Why burpees and jumping rope?

No matter what, your body starts to lose strength as you age. Most people reach their strength peak around age 25, and some research shows marathon runners tend to be fastest at 28, though, of course, this is going to vary from person to person. If you started strength-training after 25 and hadn't before, your peak would come later.

But if you want to truly stay fit, you're going to need to keep building strength to combat your body's natural loss of muscle mass. It's worth it to do so, and it may be the thing that keeps you young longest. As Joyner wrote for Outside Magazine, "study after study is showing that simple tests of physical performance are highly predictive of future mortality." To achieve peak physical performance at any age, you need to go beyond endurance to build strength.

You can build strength in a lot of ways — lifting weights and adding intervals to endurance workouts both work. But these two workouts will build both your endurance and your strength, all at once.

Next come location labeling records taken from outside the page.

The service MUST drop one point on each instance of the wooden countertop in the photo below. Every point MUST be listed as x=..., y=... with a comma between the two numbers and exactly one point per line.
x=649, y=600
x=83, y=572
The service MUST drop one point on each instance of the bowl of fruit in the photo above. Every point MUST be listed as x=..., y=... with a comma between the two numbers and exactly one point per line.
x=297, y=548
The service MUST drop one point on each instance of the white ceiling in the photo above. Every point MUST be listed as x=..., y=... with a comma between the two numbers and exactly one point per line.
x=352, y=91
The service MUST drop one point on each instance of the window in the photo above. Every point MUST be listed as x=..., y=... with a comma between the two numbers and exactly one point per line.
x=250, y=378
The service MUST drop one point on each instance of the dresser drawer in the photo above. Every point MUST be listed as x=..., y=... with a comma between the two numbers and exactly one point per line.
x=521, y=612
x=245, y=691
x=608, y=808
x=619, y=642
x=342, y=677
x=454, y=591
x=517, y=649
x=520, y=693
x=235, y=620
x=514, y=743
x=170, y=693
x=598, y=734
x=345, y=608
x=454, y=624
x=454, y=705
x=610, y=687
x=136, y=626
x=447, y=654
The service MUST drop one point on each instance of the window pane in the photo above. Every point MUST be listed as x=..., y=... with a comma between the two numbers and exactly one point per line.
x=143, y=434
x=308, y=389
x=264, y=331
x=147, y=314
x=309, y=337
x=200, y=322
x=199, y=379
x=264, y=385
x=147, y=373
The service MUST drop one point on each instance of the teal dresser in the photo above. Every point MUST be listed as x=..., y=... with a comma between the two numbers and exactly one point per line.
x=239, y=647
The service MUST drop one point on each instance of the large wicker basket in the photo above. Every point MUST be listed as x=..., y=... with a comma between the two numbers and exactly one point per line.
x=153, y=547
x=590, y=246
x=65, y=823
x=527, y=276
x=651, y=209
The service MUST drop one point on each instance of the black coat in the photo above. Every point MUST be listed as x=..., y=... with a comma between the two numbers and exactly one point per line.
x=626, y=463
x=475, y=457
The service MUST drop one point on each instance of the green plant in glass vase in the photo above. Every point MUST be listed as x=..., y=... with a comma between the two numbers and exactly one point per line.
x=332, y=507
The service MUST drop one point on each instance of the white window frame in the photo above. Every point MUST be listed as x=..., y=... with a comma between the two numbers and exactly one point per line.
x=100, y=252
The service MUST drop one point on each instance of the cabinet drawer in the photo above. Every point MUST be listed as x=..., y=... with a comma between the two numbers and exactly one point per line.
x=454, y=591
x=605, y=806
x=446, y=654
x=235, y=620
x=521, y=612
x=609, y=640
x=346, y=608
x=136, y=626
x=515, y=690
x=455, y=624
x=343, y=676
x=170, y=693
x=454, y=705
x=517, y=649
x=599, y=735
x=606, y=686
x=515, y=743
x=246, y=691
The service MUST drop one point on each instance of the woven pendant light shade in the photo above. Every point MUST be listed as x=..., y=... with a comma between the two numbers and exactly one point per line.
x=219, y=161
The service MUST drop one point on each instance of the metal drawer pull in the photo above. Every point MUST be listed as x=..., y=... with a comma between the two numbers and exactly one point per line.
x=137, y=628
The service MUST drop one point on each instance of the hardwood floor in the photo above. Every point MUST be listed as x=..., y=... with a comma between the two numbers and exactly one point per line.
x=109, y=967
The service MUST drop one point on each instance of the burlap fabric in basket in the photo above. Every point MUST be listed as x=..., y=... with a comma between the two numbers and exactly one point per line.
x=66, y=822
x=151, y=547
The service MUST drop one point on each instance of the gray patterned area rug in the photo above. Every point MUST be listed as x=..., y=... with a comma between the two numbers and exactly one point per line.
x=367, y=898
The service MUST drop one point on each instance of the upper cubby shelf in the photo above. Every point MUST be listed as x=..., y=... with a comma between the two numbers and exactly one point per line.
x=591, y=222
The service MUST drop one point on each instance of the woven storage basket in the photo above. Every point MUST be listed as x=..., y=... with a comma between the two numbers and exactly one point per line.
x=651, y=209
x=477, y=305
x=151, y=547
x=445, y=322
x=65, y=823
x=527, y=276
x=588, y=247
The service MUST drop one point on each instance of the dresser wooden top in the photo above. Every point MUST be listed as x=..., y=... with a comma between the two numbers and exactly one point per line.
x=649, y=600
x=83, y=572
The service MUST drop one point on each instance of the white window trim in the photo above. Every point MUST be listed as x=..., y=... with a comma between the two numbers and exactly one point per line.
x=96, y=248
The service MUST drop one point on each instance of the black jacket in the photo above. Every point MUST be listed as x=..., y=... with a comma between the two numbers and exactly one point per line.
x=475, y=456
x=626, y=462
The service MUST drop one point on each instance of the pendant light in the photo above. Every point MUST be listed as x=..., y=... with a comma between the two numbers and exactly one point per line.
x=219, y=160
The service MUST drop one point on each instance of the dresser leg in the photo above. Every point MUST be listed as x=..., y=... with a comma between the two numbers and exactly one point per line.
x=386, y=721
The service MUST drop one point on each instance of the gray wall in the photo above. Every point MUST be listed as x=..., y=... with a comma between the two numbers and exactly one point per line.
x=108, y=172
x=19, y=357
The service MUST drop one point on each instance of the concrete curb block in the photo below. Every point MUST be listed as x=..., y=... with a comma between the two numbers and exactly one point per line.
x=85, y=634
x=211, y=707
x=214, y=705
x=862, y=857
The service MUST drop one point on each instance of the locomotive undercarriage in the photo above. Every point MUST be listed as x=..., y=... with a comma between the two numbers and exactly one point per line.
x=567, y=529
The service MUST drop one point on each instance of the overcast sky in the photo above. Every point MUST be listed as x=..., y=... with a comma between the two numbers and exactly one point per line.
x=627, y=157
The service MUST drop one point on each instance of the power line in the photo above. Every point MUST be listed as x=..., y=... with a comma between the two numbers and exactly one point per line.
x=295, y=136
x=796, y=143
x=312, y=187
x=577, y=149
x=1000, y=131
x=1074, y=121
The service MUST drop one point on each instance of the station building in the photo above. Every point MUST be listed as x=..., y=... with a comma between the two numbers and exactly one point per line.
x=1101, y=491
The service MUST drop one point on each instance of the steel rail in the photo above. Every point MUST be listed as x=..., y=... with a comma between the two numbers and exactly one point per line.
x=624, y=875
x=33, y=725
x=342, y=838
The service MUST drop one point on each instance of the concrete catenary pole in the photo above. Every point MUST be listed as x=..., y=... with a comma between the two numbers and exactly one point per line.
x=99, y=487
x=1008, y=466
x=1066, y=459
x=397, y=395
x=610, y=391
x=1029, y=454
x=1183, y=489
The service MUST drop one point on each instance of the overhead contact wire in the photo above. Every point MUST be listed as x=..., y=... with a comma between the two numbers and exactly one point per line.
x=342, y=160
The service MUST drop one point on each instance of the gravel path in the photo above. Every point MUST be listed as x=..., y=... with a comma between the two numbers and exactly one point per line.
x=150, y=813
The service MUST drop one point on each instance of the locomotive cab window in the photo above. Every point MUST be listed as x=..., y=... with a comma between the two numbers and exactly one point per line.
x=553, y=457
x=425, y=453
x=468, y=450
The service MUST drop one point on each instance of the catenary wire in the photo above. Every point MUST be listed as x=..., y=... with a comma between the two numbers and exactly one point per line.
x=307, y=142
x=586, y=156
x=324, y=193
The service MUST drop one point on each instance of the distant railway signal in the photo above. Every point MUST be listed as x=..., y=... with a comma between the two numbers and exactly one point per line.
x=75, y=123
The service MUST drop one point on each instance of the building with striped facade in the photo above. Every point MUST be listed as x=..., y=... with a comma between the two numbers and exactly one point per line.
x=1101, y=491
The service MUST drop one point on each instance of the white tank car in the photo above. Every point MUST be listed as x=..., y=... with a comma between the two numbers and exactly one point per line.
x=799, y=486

"On hard days, I'll sometimes alternate a minute of burpees with sets using a weighted jump rope," Joyner tells us.

Ouch.

How to do these workouts

Trainers love to recommend burpees, simply because they're hard to beat in terms of single exercises that will work your whole body. Instagram-famous fitness trainer Kayla Itsines recently said a burpee with a push-up would be the exercise she'd choose "if she had to pick one" for a full-body workout; and if you want a real crazy challenge, you could try trainer Bobby Maximus' "prison burpee" workout that he uses to challenge Special Forces soldiers.

But it's worth starting slow with burpees just to make sure you get the form right. If you start standing, you'll then squat down until you can put your hands on the ground. Kick back into plank position, do a push-up, then kick your legs back into your squat position. Then jump.